Pak panel wants Osama report to be made public
Islamabad: Former Pakistan Supreme Court judge Justice Javed Iqbal who headed the Abbottabad commission set up to conduct a probe after Al-Qaeda leader Osama bin Laden was eliminated in a covert operation by American troopers has called for the report to be made public and its recommendations implemented.
“Unfortunately, a routine has been made to establish commissions after every incident and then put the findings of the report on the shelf, due to which, there is an impression that commissions are made to pass time so that the public would forget the incident. The report of the Abbottabad commission must (also) be lying on some shelf,” the Dawn quoted Mr Iqbal as saying at a senate meet chaired by PPP senator Rehman Malik.
Mr Iqbal said the report focused on identifying the people responsible for the incident. He said that personalities responsible for the incident had been identified in the report and actions had been suggested.
However, if necessary, some of its parts could be left classified, he added. “As I am under oath, I cannot reveal the names of those persons. Only the government can reveal the names,” he said.
After Bin Laden was reportedly killed by the American forces in a surgical strike on a house in Abbottabad, Pakistan, on May 2, 2011, questions surfaced as to whether he was deliberately kept in Abbottabad near a training centre of the armed forces.
The government then formed a panel to hold an inquiry into the incident. Other members of the panel were Abbas Khan, Ashraf Jehangir Qazi and retired Lt. Gen. Nadeem Ahmed.
Though the inquiry was completed three years ago, the report was never made public. One version of the report was leaked by an international media group in 2013.

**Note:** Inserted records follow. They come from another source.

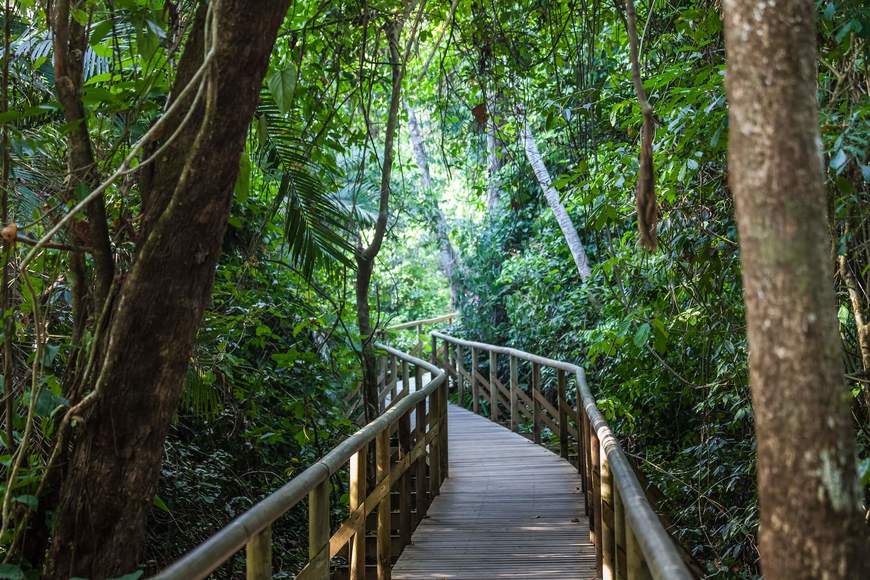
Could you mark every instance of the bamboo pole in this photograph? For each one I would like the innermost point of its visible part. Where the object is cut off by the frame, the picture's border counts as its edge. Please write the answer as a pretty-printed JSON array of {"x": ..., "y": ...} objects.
[
  {"x": 318, "y": 531},
  {"x": 563, "y": 413},
  {"x": 358, "y": 481},
  {"x": 258, "y": 556},
  {"x": 608, "y": 544},
  {"x": 475, "y": 394},
  {"x": 493, "y": 395},
  {"x": 382, "y": 457},
  {"x": 536, "y": 405}
]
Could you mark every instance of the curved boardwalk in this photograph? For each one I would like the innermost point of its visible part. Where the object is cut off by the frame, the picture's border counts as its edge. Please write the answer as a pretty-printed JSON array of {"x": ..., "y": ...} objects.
[{"x": 509, "y": 509}]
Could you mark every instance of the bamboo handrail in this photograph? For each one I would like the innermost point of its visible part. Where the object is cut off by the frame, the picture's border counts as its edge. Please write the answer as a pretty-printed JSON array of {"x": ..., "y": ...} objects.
[
  {"x": 640, "y": 526},
  {"x": 253, "y": 528}
]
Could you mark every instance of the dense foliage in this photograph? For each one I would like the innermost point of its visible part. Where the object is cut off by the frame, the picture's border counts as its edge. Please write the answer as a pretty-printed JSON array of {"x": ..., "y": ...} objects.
[{"x": 278, "y": 353}]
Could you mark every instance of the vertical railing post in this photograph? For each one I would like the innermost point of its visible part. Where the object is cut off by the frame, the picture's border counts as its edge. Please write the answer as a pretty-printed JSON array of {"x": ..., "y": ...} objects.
[
  {"x": 421, "y": 503},
  {"x": 475, "y": 394},
  {"x": 493, "y": 391},
  {"x": 460, "y": 371},
  {"x": 405, "y": 479},
  {"x": 636, "y": 567},
  {"x": 394, "y": 377},
  {"x": 595, "y": 521},
  {"x": 419, "y": 341},
  {"x": 382, "y": 464},
  {"x": 563, "y": 413},
  {"x": 318, "y": 531},
  {"x": 581, "y": 434},
  {"x": 442, "y": 408},
  {"x": 619, "y": 533},
  {"x": 258, "y": 556},
  {"x": 608, "y": 543},
  {"x": 435, "y": 445},
  {"x": 536, "y": 405},
  {"x": 515, "y": 385},
  {"x": 358, "y": 481}
]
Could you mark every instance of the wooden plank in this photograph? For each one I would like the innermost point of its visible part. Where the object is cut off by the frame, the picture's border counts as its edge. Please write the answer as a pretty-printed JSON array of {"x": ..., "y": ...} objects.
[{"x": 511, "y": 509}]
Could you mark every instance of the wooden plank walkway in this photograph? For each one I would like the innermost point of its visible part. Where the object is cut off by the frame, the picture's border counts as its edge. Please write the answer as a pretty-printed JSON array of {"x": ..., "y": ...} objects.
[{"x": 509, "y": 509}]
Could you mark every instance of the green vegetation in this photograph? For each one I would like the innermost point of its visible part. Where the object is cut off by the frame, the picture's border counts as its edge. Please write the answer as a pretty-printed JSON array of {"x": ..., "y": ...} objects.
[{"x": 278, "y": 353}]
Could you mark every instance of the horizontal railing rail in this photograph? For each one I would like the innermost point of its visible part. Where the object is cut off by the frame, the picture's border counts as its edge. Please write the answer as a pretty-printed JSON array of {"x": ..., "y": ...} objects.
[
  {"x": 630, "y": 540},
  {"x": 410, "y": 463}
]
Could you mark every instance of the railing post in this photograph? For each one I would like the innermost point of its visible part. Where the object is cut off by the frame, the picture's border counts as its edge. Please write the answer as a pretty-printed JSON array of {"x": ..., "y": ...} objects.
[
  {"x": 419, "y": 341},
  {"x": 595, "y": 520},
  {"x": 460, "y": 371},
  {"x": 515, "y": 385},
  {"x": 405, "y": 480},
  {"x": 420, "y": 480},
  {"x": 435, "y": 445},
  {"x": 442, "y": 408},
  {"x": 318, "y": 531},
  {"x": 619, "y": 533},
  {"x": 608, "y": 544},
  {"x": 493, "y": 394},
  {"x": 358, "y": 483},
  {"x": 636, "y": 567},
  {"x": 394, "y": 377},
  {"x": 475, "y": 394},
  {"x": 382, "y": 460},
  {"x": 536, "y": 405},
  {"x": 258, "y": 556},
  {"x": 563, "y": 413}
]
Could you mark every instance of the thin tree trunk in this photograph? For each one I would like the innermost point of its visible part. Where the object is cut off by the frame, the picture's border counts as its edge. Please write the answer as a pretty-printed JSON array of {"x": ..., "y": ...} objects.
[
  {"x": 448, "y": 260},
  {"x": 115, "y": 462},
  {"x": 494, "y": 157},
  {"x": 552, "y": 196},
  {"x": 365, "y": 259},
  {"x": 809, "y": 493}
]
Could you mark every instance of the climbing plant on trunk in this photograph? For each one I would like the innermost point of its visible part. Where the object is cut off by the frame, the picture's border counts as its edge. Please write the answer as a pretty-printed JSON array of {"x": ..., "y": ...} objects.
[{"x": 108, "y": 465}]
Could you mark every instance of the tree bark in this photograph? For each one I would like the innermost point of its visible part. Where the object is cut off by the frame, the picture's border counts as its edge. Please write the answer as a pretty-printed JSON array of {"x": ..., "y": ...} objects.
[
  {"x": 448, "y": 259},
  {"x": 552, "y": 196},
  {"x": 365, "y": 259},
  {"x": 115, "y": 461},
  {"x": 494, "y": 158},
  {"x": 808, "y": 490}
]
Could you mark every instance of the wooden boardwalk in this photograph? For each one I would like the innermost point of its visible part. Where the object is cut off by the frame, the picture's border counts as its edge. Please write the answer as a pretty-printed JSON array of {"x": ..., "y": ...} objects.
[{"x": 509, "y": 509}]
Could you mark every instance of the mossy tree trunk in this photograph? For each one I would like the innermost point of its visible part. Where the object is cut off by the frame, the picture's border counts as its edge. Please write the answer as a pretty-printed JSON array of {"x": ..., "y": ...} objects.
[{"x": 808, "y": 489}]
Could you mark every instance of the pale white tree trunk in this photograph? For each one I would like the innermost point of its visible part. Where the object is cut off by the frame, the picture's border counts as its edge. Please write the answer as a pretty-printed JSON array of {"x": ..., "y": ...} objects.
[
  {"x": 552, "y": 196},
  {"x": 493, "y": 150},
  {"x": 447, "y": 254}
]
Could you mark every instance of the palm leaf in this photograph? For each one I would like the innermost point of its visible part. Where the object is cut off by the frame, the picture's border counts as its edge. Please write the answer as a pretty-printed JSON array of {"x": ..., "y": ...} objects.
[{"x": 315, "y": 222}]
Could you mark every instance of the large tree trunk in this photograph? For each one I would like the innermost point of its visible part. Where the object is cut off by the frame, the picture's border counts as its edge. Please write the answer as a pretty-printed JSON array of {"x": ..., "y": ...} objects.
[
  {"x": 552, "y": 196},
  {"x": 808, "y": 490},
  {"x": 115, "y": 462},
  {"x": 447, "y": 254}
]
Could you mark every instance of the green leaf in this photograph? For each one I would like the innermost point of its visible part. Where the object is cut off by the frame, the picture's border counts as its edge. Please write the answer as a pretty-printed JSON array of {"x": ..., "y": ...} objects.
[
  {"x": 11, "y": 572},
  {"x": 282, "y": 85},
  {"x": 161, "y": 505},
  {"x": 642, "y": 335}
]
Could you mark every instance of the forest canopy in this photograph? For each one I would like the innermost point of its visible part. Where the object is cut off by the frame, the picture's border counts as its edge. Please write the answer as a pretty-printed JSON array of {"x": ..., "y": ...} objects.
[{"x": 212, "y": 210}]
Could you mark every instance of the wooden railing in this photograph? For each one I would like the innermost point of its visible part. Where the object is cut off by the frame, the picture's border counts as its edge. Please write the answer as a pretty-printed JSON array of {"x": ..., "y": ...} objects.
[
  {"x": 630, "y": 540},
  {"x": 409, "y": 443},
  {"x": 418, "y": 326}
]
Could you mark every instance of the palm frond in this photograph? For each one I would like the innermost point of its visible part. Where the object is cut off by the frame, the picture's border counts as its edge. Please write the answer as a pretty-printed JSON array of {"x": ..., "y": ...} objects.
[{"x": 315, "y": 222}]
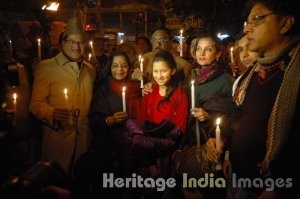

In July 2013, Mr Qazi informed the senate committee on defence that the leaked report was the first draft and not the final version submitted to the Prime Minister. The final copy is said to be a watered-down version of the leaked draft that was highly critical of the armed forces, particularly the Inter-Services Intelligence, not only for its failures, but also for stymieing the growth of civilian intelligence organisations.